Atas dasar itu, Yayasan SAHARI menggandeng Badan Meteorologi, Klimatologi, dan Geofisika (BMKG) untuk memperluas penyebaran Sistem Informasi Cuaca dan Iklim (SICI) hingga ke tingkat desa.
Langkah tersebut menjadi bagian dari program Penguatan Kapasitas dan Ketangguhan Masyarakat Pesisir serta Pulau Kecil (Desrana Kepulauan) yang didukung Caritas Germany dan BNPB.
Agar informasi yang bersumber dari data ilmiah tersebut benar-benar sampai kepada masyarakat, khususnya nelayan dan petani, Yayasan SAHARI membentuk kelompok kerja (Pokja) di masing-masing desa.
Sebagai tahap awal, pelatihan intensif digelar di Banda Naira, Maluku Tengah, pada 25–26 Agustus 2026.

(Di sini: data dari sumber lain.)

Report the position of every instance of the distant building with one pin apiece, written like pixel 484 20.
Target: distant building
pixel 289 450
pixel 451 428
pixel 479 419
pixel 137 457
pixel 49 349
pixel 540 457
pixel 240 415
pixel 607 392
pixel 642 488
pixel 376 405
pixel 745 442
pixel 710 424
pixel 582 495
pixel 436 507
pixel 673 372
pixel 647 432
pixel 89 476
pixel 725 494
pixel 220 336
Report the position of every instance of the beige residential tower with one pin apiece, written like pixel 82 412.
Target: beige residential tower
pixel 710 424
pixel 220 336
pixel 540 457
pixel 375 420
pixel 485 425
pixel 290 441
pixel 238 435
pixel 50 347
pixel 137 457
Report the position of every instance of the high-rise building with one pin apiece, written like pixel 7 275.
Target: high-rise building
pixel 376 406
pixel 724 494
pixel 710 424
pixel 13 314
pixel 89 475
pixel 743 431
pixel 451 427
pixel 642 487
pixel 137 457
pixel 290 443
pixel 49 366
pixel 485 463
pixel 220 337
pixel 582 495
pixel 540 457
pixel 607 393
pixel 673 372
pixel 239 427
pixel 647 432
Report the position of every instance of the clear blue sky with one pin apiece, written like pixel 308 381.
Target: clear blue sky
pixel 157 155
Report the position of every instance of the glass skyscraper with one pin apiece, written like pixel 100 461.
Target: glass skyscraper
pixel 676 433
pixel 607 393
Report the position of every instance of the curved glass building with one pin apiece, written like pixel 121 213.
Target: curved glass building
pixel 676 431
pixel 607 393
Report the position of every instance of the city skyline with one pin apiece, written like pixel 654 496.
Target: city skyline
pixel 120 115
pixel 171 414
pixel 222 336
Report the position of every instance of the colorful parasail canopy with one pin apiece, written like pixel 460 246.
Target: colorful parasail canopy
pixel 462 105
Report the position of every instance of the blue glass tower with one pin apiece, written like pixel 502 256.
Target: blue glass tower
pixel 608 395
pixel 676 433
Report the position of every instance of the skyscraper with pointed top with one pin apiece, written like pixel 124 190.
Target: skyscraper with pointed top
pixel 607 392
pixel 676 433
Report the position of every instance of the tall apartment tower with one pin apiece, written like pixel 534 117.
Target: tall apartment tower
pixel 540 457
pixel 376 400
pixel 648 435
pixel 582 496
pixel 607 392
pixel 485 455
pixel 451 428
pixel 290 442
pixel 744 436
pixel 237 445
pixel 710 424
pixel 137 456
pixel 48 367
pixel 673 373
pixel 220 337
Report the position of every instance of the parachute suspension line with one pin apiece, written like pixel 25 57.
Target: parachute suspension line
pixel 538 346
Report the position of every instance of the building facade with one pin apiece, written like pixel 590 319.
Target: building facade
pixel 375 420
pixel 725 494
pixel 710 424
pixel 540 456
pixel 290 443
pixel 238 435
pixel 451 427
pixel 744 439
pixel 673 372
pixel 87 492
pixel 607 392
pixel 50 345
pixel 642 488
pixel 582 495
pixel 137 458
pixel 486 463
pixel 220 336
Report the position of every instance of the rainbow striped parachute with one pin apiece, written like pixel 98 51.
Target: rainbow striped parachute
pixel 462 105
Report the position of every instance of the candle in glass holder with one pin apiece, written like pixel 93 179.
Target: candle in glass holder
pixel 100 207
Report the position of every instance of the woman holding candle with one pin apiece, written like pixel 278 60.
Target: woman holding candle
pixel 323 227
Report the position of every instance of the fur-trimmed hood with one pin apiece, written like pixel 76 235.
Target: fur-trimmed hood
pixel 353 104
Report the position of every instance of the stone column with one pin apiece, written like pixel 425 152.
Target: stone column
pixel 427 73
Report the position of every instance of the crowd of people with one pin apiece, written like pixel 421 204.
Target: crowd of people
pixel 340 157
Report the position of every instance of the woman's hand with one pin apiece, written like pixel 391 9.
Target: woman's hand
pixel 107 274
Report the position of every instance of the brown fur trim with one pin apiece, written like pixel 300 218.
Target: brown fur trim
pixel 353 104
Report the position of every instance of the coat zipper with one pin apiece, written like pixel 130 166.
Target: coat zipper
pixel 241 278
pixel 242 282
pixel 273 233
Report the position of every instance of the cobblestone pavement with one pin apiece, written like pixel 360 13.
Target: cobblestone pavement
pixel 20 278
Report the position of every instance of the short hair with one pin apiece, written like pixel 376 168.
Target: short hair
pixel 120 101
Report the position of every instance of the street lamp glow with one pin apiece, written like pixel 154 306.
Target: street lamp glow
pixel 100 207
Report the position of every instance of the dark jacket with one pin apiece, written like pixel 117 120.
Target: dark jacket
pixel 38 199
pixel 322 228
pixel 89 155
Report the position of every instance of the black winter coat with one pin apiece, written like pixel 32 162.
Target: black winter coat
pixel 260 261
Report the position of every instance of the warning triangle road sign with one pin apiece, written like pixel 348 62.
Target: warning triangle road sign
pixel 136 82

Pelatihan itu melibatkan tujuh delegasi dari masing-masing desa pendampingan, yakni Desa Pulau Ay, Selamon dan Lautang.
Yang menarik, komposisi peserta tidak hanya berasal dari unsur pemerintahan desa. Selain kepala desa, tiga anggota Pokja dan perwakilan Tim Pengurangan Risiko Bencana (PRB), pelatihan juga melibatkan tokoh masyarakat yang menguasai pengetahuan astronomi tradisional lokal Maluku, Nanaku.